In a nutshell, an exposure is a reference to a data product. This data product can take various forms, such as a dashboard, an application, or a machine learning pipeline. The data product depends on tables, views, and metrics, which are its dependencies, providing the necessary data for its proper functioning.
With exposures, developers can organize and document these dependencies efficiently. They provide an opportunity to explain the intended purpose of these data assets to others working one the data warehouse. Are these tables, views and metrics the backbone of a dashboard, or are they critical for an ML pipeline? How frequently should they be updated, and what’s the downstream value of these data assets?
as YAML files
Creating a dbt exposure is straightforward. We begin by creating a YAML file following the exposure template and its properties, and placing the file in the models/
directory.
Within this YAML file, we set the exposure properties: its name, type, description, and an exposure owner, the person responsible for the data product.
dim_track
and fct_play_history
as dependents. Using dbt-bigquery 1.6.4
In this YAML file, we also list the exposure’s dependencies, the set of tables, views and/or metrics on which the data product relies. By grouping these data assets into exposures, we can efficiently manage documentation and selection methods for different data products.
as documentation pages
Running the dbt docs generate
and dbt docs serve
commands generate a dedicated page for exposures. On this page, the dbt developer provides insights into the data product and explains what is expected from its dependencies. For example, we can use tags like ‘hourly’ to indicate that the data assets from an exposure need to be built every hour.
my_play_history_dashboard
This documentation page is not only a hub to understand the downstream usage of this group of data assets but also a gateway to access the data product itself. Using the url property in the YAML file, we can specify a link for users to navigate to the data product (see the button View this exposure).
as selector method
Exposures also provide us with an endpoint for running and testing their dependencies. For instance, if our dashboard needs to be updated every hour, we do not have to run a complete dbt build
every hour. Instead, we can materialize only those dependencies linked to the dashboard, as specified in the exposure. This approach helps us save time and computing resources.

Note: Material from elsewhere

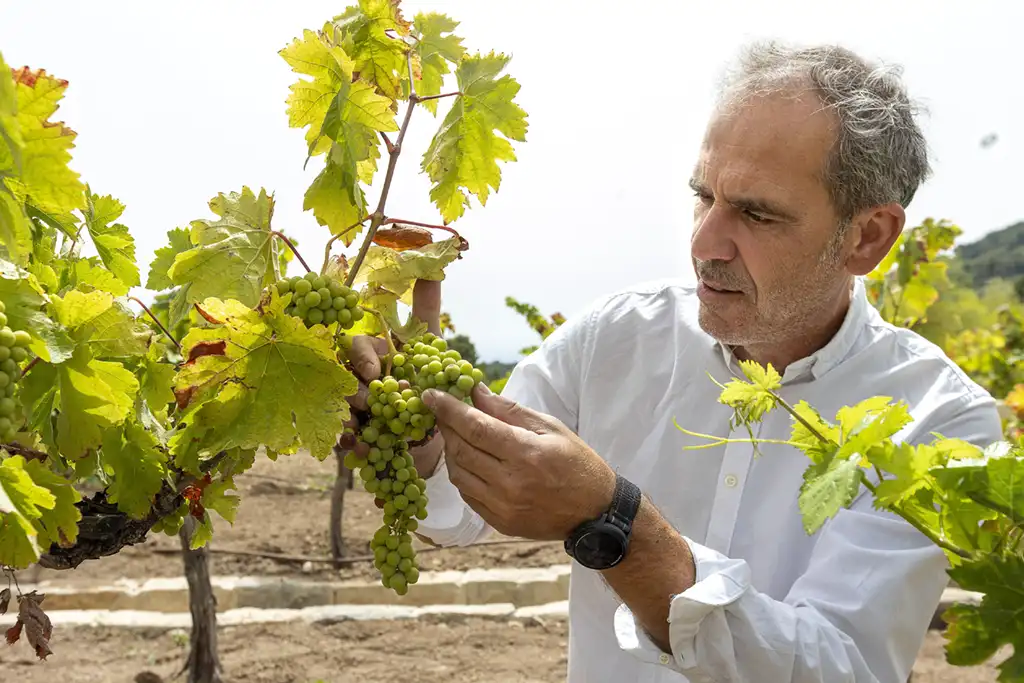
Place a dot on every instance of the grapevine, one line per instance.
(165, 404)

In the case for exposure my_play_history_dashboard
, we use the CLI command:
dbt build --select exposure:my_play_history_dashboard
However, when using an exposure as a selector method, it’s crucial to ensure that the sources the exposure depends on are also kept up to date.
In large dbt projects, manually identifying the sources that feed into the tables and views belonging to the exposure can be time-consuming. In the case for exposure my_play_history_dashboard
, we simplify this process in the CLI by using:
dbt ls --select +exposure:my_play_history_dashboard --resource-type source
This command lists all the sources that need updating before building the dependencies associated with the exposure.
In the end, exposures are not as negative as their name might suggest. On the contrary, they are one of the many valuable features dbt has to offer. They should be a part of every dbt project. So go ahead and make use of them. Happy querying.